Der notariell beurkundete Grundstückskaufvertrag vom 20.Dezember 1989 ist ein der Grunderwerbsteuer unterliegender Rechtsvorgang i.S. von § 1 Abs.1 Nr.1 des Grunderwerbsteuergesetzes (GrEStG) 1983. Die Steuer dafür bemißt sich nach dem Wert der Gegenleistung (§ 8 Abs.1 GrEStG 1983). Als Gegenleistung gelten bei dem Kauf der Kaufpreis einschließlich der vom Käufer übernommenen sonstigen Leistungen und der dem Verkäufer vorbehaltenen Nutzungen (§ 9 Abs.1 Nr.1 GrEStG 1983).

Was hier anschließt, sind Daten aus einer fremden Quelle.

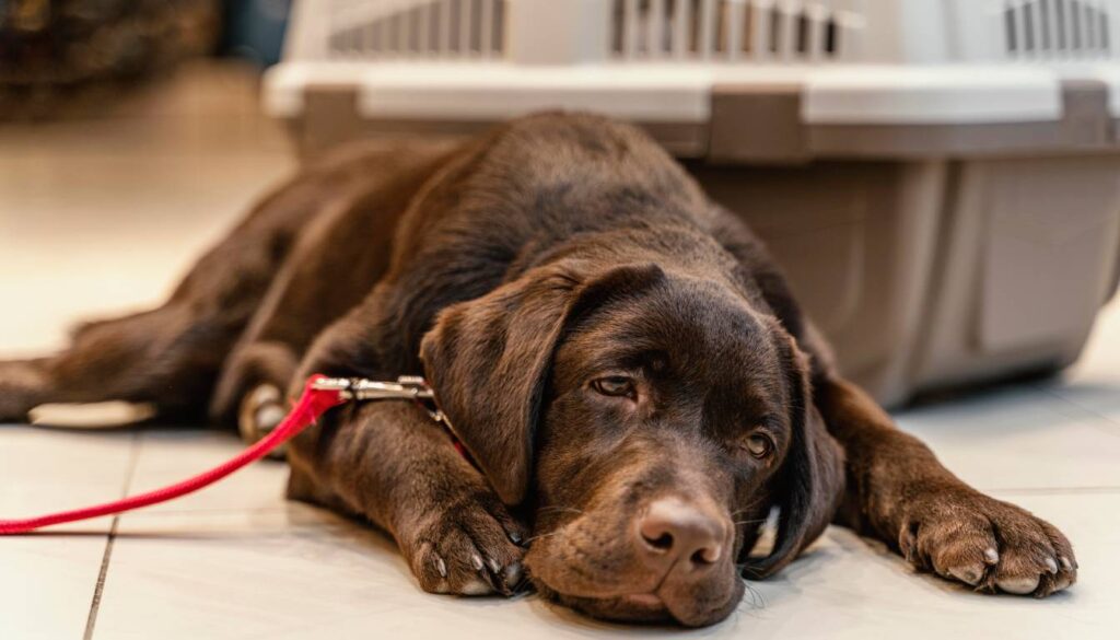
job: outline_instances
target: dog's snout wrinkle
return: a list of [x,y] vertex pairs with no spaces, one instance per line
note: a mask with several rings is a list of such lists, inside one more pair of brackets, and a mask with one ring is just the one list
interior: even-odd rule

Es entspricht ständiger Rechtsprechung, daß zur Gegenleistung im grunderwerbsteuerrechtlichen Sinne jede Leistung gehört, die der Erwerber als Entgelt für den Erwerb des Grundstücks gewährt oder die der Veräußerer als Entgelt für die Veräußerung des Grundstücks empfängt (vgl. z.B. BFH-Urteil vom 5.November 1980 II R 28/75, BFHE 132, 111, BStBl II 1981, 174). Entscheidend für die Qualifikation einer Leistung als Gegenleistung i.S. des § 9 Abs.1 Nr.1 GrEStG 1983 ist, daß die Verpflichtung zur Leistung auf den Erwerb des Grundstücks in dem Zustand, in dem es zum Erwerbsgegenstand gemacht wurde, bezogen ist. Erwerbsgegenstand und Gegenleistung müssen danach final verknüpft sein.
Aus diesem Grund sind Leistungen, die aufgrund eines mit einem Dritten abgeschlossenen Vertrages zu erbringen sind, in die Gegenleistung einzubeziehen, wenn die Leistung des Dritten dazu führen soll, das Grundstück in den Zustand zu versetzen, in dem es zum Gegenstand des Erwerbsvorgangs gemacht worden ist (vgl. Senatsurteile vom 11.März 1981 II R 77/78, BFHE 133, 230, BStBl II 1981, 537, und vom 19.Juli 1989 II R 95/87, BFHE 157, 248, BStBl II 1989, 685). Darüber hinaus kann eine Leistung als "sonstige Leistung" der Gegenleistung zugehören, wenn sie zwar einem Dritten gegenüber zu erbringen ist, jedoch in finaler Verknüpfung mit dem Grundstückserwerb steht, die Verpflichtung zum Abschluß des Vertrages mit dem Dritten (oder zum Eintritt in einen zwischen diesem und dem Veräußerer bestehenden Vertrag) dem Verkäufer gegenüber eingegangen ist und sich die Verpflichtungen aus dem Vertrag mit dem Dritten und dem Erwerber dem Werte nach unausgewogen gegenüberstehen (vgl. Senatsurteil vom 13.Dezember 1989 II R 115/86, BFHE 159, 362, BStBl II 1990, 440). Anhaltspunkte für das Vorliegen derartiger in die Bemessungsgrundlage einzubeziehender Leistungen der Antragstellerin bestehen im Streitfall nicht.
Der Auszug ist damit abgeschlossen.